The Analogue of Dedekind Eta Functions for Calabi-Yau Manifilolds II. (Algebraic, Analytic Discriminants and the Analogue of Baily-Borel Compactification of the Moduli Space of CY Manifolds.)

TL;DR

This paper constructs an analogue of Dedekind eta-functions for Calabi-Yau manifolds, linking it to Laplacian determinants and developing a compactification of the moduli space with properties similar to Baily-Borel.

Contribution

It introduces a new eta-function analogue for CY moduli spaces and establishes its relation to Laplacian determinants and a minimal compactification.

Findings

L-two norm of eta equals regularized Laplacian determinant

Constructed a Baily-Borel type compactification for CY moduli

Proved the compactification is minimal

Abstract

In this paper we construct the analogue of Dedekind eta-function on the moduli space of polarized CY manifolds.
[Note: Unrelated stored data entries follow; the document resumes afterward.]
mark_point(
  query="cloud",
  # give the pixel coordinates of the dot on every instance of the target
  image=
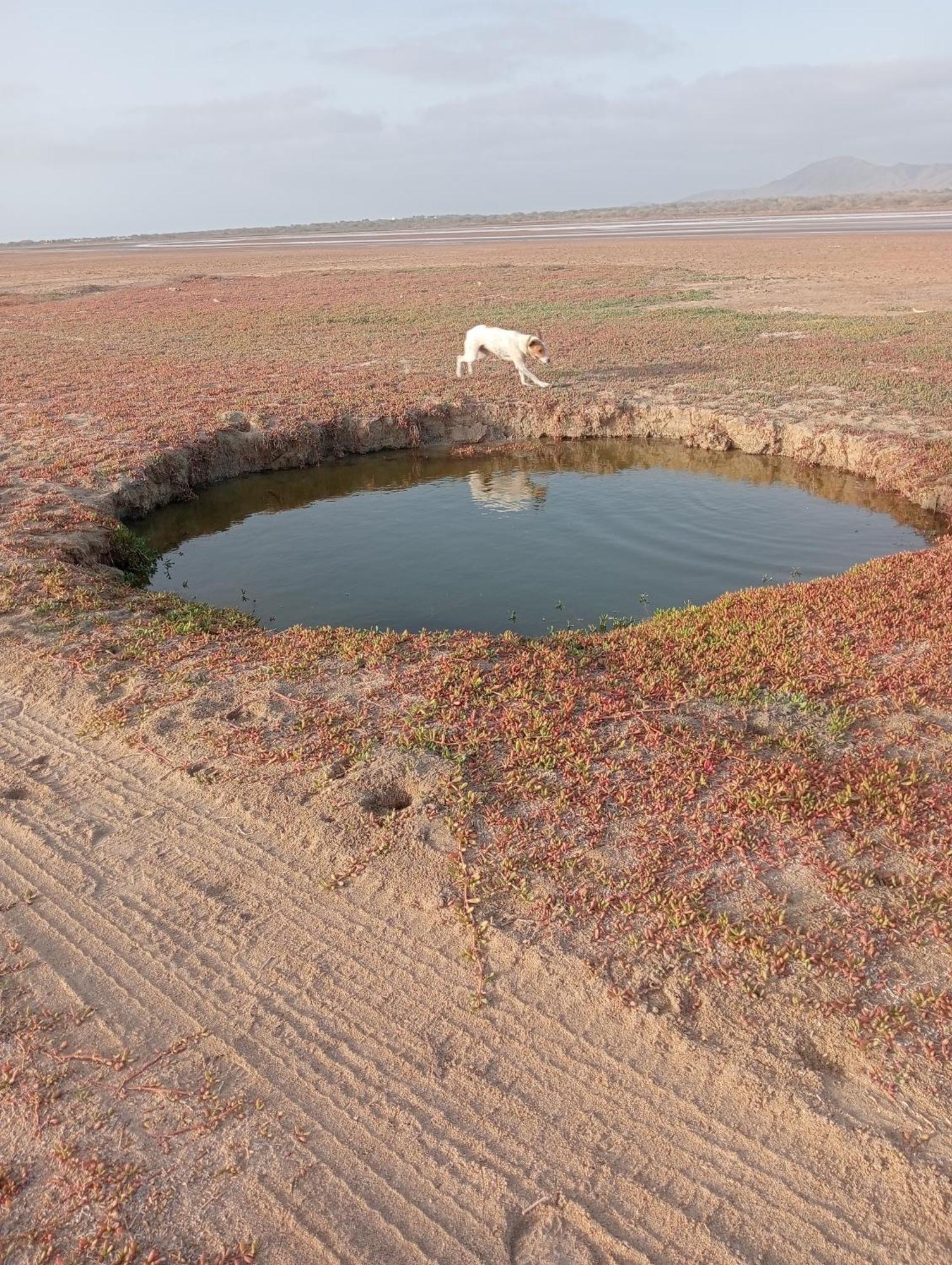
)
(295, 156)
(750, 125)
(297, 122)
(495, 50)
We prove that the L-two norm of eta is the regularized determinants of the Laplacians of the CY metric on (0,1) forms. We construct the analogue of the Baily-Borel Compactification of the moduli space of polarized CY and prove that it has the same properties as the Baily-Borel compactification of the locally symmetric Hermitian spaces. We proved that the compactification constructed in the paper is the minimal.